The article focusses on survey results regarding the different factors that may potentially play a role in someones choice to vote durng elections. Factors span from their feelings towards the importance/impact of their vote to whether there were barriers preventing them from voting, such as, being able to take time from work.
Link to the article: https://projects.fivethirtyeight.com/non-voters-poll-2020-election/
library(tidyverse)
## ── Attaching core tidyverse packages ──────────────────────── tidyverse 2.0.0 ──
## ✔ dplyr 1.1.4 ✔ readr 2.1.5
## ✔ forcats 1.0.0 ✔ stringr 1.5.1
## ✔ ggplot2 3.5.1 ✔ tibble 3.2.1
## ✔ lubridate 1.9.4 ✔ tidyr 1.3.1
## ✔ purrr 1.0.2
## ── Conflicts ────────────────────────────────────────── tidyverse_conflicts() ──
## ✖ dplyr::filter() masks stats::filter()
## ✖ dplyr::lag() masks stats::lag()
## ℹ Use the conflicted package (<http://conflicted.r-lib.org/>) to force all conflicts to become errors
library(openintro)
## Loading required package: airports
## Loading required package: cherryblossom
## Loading required package: usdata
nonvoter_data <- read.csv("Data/nonvoters_data.csv")
It is important getting to look at the data and becoming familiar with what information is included.
view(nonvoter_data)
We see that there are 119 columns and 5,836 rows. We are only interested in a specific set of columns, in this case the demographic columns, and will remove the ones we do not need.
There are some dempographic columns of particular interest that I would like to explore as they relate to how often someone votes.
nonvoter_subset <- subset(nonvoter_data, select = c(RespId, ppage, educ, race, gender, income_cat, voter_category))
view(nonvoter_subset)
Being able to visualize and summarize some of the relationships will help us draw some conclusions.
First we look at the distribution of age among the voter categories. It appears that respondents higher in age represented more of the “always” and Sporadic”, and younger repspondents “rarely/never”.
ggplot(nonvoter_subset, aes(x = voter_category, y = ppage)) +
geom_boxplot(aes(fill = voter_category)) +
labs(x = "Voter Category", y = "Age", title = "Voter Frequency Distribution by Age ")

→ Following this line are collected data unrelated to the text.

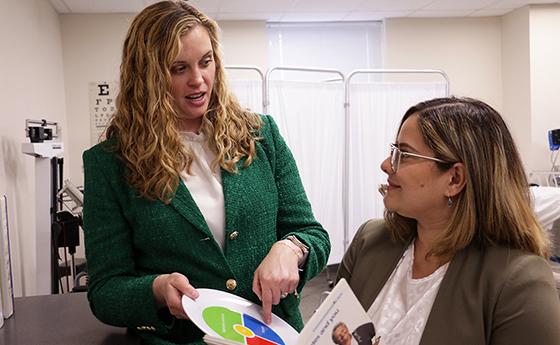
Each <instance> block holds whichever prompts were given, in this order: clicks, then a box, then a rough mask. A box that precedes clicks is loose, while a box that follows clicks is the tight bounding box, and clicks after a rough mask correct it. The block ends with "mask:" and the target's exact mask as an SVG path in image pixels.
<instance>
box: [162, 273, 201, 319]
mask: <svg viewBox="0 0 560 345" xmlns="http://www.w3.org/2000/svg"><path fill="white" fill-rule="evenodd" d="M152 291H153V293H154V297H155V299H156V302H157V305H158V307H167V308H168V309H169V312H170V313H171V315H173V316H175V317H176V318H177V319H188V316H187V314H185V311H184V310H183V305H182V303H181V298H182V297H183V295H187V296H188V297H190V298H192V299H193V300H194V299H197V298H198V291H196V289H195V288H194V287H193V286H192V285H191V284H189V280H188V279H187V277H185V276H184V275H182V274H181V273H176V272H175V273H171V274H162V275H160V276H158V277H156V279H154V282H153V284H152Z"/></svg>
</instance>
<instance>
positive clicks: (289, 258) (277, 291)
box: [253, 243, 299, 324]
mask: <svg viewBox="0 0 560 345" xmlns="http://www.w3.org/2000/svg"><path fill="white" fill-rule="evenodd" d="M298 283H299V272H298V255H297V254H296V253H295V252H294V250H293V249H292V248H290V247H288V246H286V245H284V244H282V243H275V244H274V245H273V246H272V248H270V251H269V252H268V254H267V256H266V257H265V258H264V260H263V261H262V262H261V264H260V265H259V267H257V270H256V271H255V276H254V278H253V291H254V292H255V293H256V294H257V296H258V297H259V299H260V300H261V301H262V305H263V317H264V321H265V322H266V323H267V324H270V322H271V321H272V305H273V304H274V305H276V304H278V303H280V299H281V298H284V297H286V295H287V294H288V293H292V292H294V291H295V290H296V288H297V286H298Z"/></svg>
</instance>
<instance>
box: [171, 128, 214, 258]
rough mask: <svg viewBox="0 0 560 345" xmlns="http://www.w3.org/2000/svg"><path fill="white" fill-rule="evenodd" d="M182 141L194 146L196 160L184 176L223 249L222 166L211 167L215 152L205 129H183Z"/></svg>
mask: <svg viewBox="0 0 560 345" xmlns="http://www.w3.org/2000/svg"><path fill="white" fill-rule="evenodd" d="M181 139H182V140H183V145H185V146H188V147H190V148H191V150H192V151H193V154H194V160H193V163H192V165H191V174H190V175H189V174H187V172H186V171H184V172H183V173H182V174H181V178H182V180H183V182H184V183H185V185H186V186H187V188H188V189H189V192H190V193H191V196H192V197H193V199H194V201H195V203H196V205H197V206H198V208H199V209H200V212H201V213H202V215H203V216H204V220H206V224H208V227H209V228H210V231H211V232H212V234H213V235H214V239H215V240H216V242H217V243H218V244H219V245H220V247H221V248H222V250H223V249H224V237H225V205H224V191H223V189H222V176H221V175H220V168H219V167H218V168H217V169H216V171H212V169H211V164H212V161H213V160H214V158H215V157H216V155H215V154H214V152H212V150H210V148H209V147H208V145H207V142H206V136H205V135H204V134H203V133H200V134H196V133H193V132H181Z"/></svg>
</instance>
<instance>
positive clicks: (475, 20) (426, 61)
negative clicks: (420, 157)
mask: <svg viewBox="0 0 560 345" xmlns="http://www.w3.org/2000/svg"><path fill="white" fill-rule="evenodd" d="M501 66H502V52H501V24H500V19H499V17H483V18H399V19H387V20H386V21H385V51H384V67H385V68H434V69H441V70H443V71H444V72H446V73H447V75H448V76H449V79H450V80H451V90H450V93H451V94H452V95H457V96H470V97H475V98H479V99H481V100H484V101H486V102H488V103H489V104H491V105H492V106H494V107H496V108H497V109H499V110H500V109H501V108H502V68H501Z"/></svg>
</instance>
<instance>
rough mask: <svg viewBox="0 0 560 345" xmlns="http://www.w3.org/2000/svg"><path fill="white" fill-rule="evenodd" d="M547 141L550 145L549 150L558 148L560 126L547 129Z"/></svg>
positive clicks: (559, 147)
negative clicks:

We can also consider if there is any difference in voting frequency by gender. From the charts we do not see a major difference between voting by gender. Women seem to vote more in general but there is not major difference.
ggplot(nonvoter_subset, aes(x = gender, fill = gender)) +
geom_bar() +
facet_wrap(~ voter_category) +
labs(title = "Voter Frequency by Gender")
We can also see if there was any pattern observed by the difference in race. One thing that we can take away is that of the most prevalent race among respondents was “White”. They represented the higher count of those voting.
ggplot(nonvoter_subset, aes(x = race, fill = race)) +
geom_bar() +
facet_wrap(~ voter_category) +
labs(title = "Voter Frequency by Race") +
theme(axis.text.x = element_text(angle = 45, hjust = 1))
Next, we take a look at whether income plays a role in the likelihood of someone voting. From the barplots, we can see that those with middle to higher income ($75k - $125k) tend to vote more. We also observe that those with lower income tend to rarely/never vote. This may be due to ability to take off of work to vote.
ggplot(nonvoter_subset, aes(x = fct_infreq(income_cat), fill = income_cat)) +
geom_bar() +
facet_wrap(~ voter_category) +
labs(title = "Voter Frequency by Income",
x = "Income") +
theme(axis.text.x = element_text(angle = 45, hjust = 1))
Respondents with higher levels of education tended to vote more and those with the lowest levels of education tended to “rarely/never” vote, this may have some correlation with income as well.
ggplot(nonvoter_subset, aes(x = fct_infreq(educ), fill = educ)) +
geom_bar() +
facet_wrap(~ voter_category) +
labs(title = "Voter Frequency by Education",
x = "Education") +
theme(axis.text.x = element_text(angle = 45, hjust = 1))
The dataset gave us a nice overview of voter attributes. For further exploration and consideration it would be helpful to analyze the different sentiment related questions on how a voter feels about different voter related topics including whether they feel their votes matter. From the columsn used, we see that gender did not play a major role, but education, income, and race had some relationship that could be futher explored in regards to whether someone is more likely to vote or not. It may be good to consider what combination of these factors have significant impact on whether someone is likely to vote or not.